See: https://optional.dub.pm

I've totally revamped the Optional type and am now quite happy with. It has a range interface and safe dispatching and can be used to 1) avoid null dereferencing, 2) have non-null guarantees, and 3) show clear intent where there may or may not be a value. It's also @nogc and @safe and mutation of the original object during safe dispatching works as well.


The readme.md page looks great. You might mention that it works with @nogc and @safe (I presume Optional and NotNull).

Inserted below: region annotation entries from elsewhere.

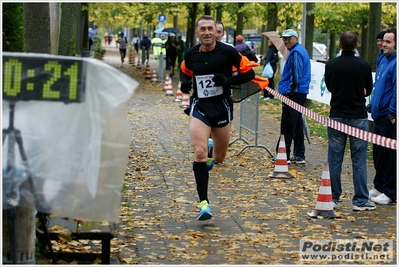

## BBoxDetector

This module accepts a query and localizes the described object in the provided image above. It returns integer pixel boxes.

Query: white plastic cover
[2,54,138,221]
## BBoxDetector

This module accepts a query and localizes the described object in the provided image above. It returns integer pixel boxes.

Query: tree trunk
[328,32,338,58]
[261,3,278,55]
[204,4,211,15]
[186,3,198,49]
[357,20,370,58]
[58,3,82,56]
[3,3,51,264]
[364,3,382,71]
[234,3,245,38]
[303,3,315,58]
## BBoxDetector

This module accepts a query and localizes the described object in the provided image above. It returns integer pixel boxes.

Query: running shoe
[197,200,213,221]
[272,157,291,164]
[206,158,215,172]
[352,201,375,211]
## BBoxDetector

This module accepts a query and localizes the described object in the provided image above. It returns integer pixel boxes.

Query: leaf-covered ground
[40,48,397,265]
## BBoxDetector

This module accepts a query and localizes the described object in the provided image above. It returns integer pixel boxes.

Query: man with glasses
[273,29,310,164]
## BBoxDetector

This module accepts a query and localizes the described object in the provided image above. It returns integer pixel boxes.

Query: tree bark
[58,3,82,56]
[303,3,315,58]
[234,3,245,37]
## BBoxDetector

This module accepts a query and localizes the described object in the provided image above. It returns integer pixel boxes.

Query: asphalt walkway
[104,47,397,265]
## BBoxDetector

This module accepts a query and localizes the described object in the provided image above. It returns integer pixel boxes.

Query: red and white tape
[265,87,397,150]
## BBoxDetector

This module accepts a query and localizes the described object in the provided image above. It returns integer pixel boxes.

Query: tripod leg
[38,211,57,264]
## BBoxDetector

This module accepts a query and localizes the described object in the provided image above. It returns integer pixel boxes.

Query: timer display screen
[3,53,86,103]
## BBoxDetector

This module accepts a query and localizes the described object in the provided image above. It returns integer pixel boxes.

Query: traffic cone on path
[174,81,183,102]
[269,134,293,179]
[162,74,170,91]
[308,162,336,218]
[180,93,190,108]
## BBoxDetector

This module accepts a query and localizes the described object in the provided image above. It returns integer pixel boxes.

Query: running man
[180,15,255,221]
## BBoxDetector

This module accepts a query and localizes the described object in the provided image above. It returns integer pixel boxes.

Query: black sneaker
[352,202,375,211]
[290,156,306,164]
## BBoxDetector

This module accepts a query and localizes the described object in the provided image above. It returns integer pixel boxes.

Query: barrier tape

One question: Suppose there was a @weaksafe that has all the same features @safe except that it relaxed the requirement of "No taking the address of a local variable or function parameter." so that you could take the address of a NotNull variable. Are there any reasons why this would be unsafe? I imagine NotNull requires some type of run-time checking, but other than that I don't see why not.

Actually "@weaksafe" already exists in the form of `@safe` + `-dip1000` - you can take the address of a local variable in `@safe` code and then you get a `scope`-ed pointer, which you're not allowed to escape.

Right! There's that. That would most certainly help here.

So the first non-safety part of Optional comes from the dispatch function. To support mutations, the pattern is basically:

struct Optional(T) {
  T value;
  auto dispatch() inout {
    return inout Dispatcher(&this);
  }
}

Now the thing is, the Dispatcher type is actually disabled on copying, construction and identity assignment. So I wonder if this can be marked @trusted in theory. Since the address never escapes from a Dispatcher object.